Mugging, according to a popular theory, is a consensual act. Split seconds before the assault takes place victims supposedly establish some sort of complicity with their attackers, thus turning the robbery into a contractual arrangement. The same principle is just as easily applied to political assassination. Along the lines traced by Hardy’s famous poem ‘The Convergence of the Twain’, which suggests that the Titanic and the iceberg had actually been waiting to bump into each other, the hated tyrant seeks some kind of consummation in the thrust of a dagger or the discharge of a bullet.
The Archduke Franz Ferdinand, heir to the Habsburg Emperor Franz Josef, appears to have received more than one premonitory glimmer of his death at the hands of the Serb student Gavrilo Princip on 28 June 1914. ‘I know I shall soon be murdered,’ he announced to a relative shortly beforehand, adding that a newly-completed crypt at the family castle stood ready to receive him. Leaving for military manoeuvres in Austria’s newly annexed province of Bosnia, he commented on the sepulchral quality of the candlelight in his imperial railway carriage and joked about ‘a murder attempt in Sarajevo’.

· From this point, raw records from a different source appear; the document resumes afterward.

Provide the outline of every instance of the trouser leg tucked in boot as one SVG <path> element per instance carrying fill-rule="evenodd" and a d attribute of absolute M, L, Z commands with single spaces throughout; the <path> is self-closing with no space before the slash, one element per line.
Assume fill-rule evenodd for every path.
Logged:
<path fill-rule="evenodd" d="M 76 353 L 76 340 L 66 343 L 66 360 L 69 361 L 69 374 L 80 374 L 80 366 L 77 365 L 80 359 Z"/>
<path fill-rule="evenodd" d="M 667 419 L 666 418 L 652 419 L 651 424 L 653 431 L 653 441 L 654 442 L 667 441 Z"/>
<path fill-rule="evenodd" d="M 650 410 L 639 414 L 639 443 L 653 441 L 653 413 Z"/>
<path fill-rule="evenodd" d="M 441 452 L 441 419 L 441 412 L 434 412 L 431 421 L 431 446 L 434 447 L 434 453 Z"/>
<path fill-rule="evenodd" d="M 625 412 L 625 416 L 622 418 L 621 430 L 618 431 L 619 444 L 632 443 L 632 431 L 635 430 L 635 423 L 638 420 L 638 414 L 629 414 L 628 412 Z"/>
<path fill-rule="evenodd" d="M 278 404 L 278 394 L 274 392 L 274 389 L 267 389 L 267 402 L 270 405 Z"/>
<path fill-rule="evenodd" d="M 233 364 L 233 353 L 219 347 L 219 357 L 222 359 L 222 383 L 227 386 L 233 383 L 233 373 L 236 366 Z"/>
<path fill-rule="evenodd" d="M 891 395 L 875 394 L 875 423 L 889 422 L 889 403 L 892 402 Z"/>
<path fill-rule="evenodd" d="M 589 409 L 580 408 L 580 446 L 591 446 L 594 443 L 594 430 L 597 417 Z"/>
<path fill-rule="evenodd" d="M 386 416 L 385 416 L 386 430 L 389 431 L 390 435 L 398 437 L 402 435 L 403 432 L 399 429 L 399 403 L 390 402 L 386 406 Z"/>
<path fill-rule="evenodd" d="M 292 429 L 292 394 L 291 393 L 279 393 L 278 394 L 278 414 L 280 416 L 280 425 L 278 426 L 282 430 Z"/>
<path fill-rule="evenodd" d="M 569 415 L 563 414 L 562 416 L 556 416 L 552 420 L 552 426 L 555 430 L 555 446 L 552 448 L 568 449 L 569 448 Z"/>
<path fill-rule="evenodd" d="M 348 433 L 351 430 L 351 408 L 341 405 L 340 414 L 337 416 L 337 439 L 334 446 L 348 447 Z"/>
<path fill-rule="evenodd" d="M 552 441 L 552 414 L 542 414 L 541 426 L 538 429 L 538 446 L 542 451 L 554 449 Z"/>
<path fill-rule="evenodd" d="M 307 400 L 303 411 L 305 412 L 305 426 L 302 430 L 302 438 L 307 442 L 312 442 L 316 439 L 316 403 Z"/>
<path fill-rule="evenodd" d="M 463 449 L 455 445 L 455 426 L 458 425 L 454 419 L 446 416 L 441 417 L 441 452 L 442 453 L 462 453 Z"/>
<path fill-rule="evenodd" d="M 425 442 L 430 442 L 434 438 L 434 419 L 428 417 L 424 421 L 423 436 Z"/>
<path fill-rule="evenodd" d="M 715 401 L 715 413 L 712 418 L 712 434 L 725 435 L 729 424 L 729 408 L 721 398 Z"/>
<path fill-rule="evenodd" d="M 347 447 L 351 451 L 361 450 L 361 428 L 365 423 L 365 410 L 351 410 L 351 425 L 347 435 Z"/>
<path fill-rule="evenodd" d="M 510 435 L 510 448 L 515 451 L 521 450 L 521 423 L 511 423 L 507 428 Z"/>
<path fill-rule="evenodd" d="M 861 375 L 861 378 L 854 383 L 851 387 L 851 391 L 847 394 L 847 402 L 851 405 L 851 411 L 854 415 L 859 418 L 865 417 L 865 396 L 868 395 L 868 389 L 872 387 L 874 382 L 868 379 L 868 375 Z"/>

Franz Ferdinand belongs to that class of assassination victims doomed to extermination for what they represent rather than for any specific wickedness. Though possessed of a temper so filthy as to suggest partial insanity, he was in no position, as yet, to act the role of tyrant. His killing sprees were confined to the non-human. A game bag totalling 272,439 included two elephants, a leopard, a panther and a domestic cat. His tenderer moments focused on his morganatic consort, Sophie Chotek, Duchess of Hohenberg, whom the Austrian nobility, taking its lead from the Emperor, delighted to snub.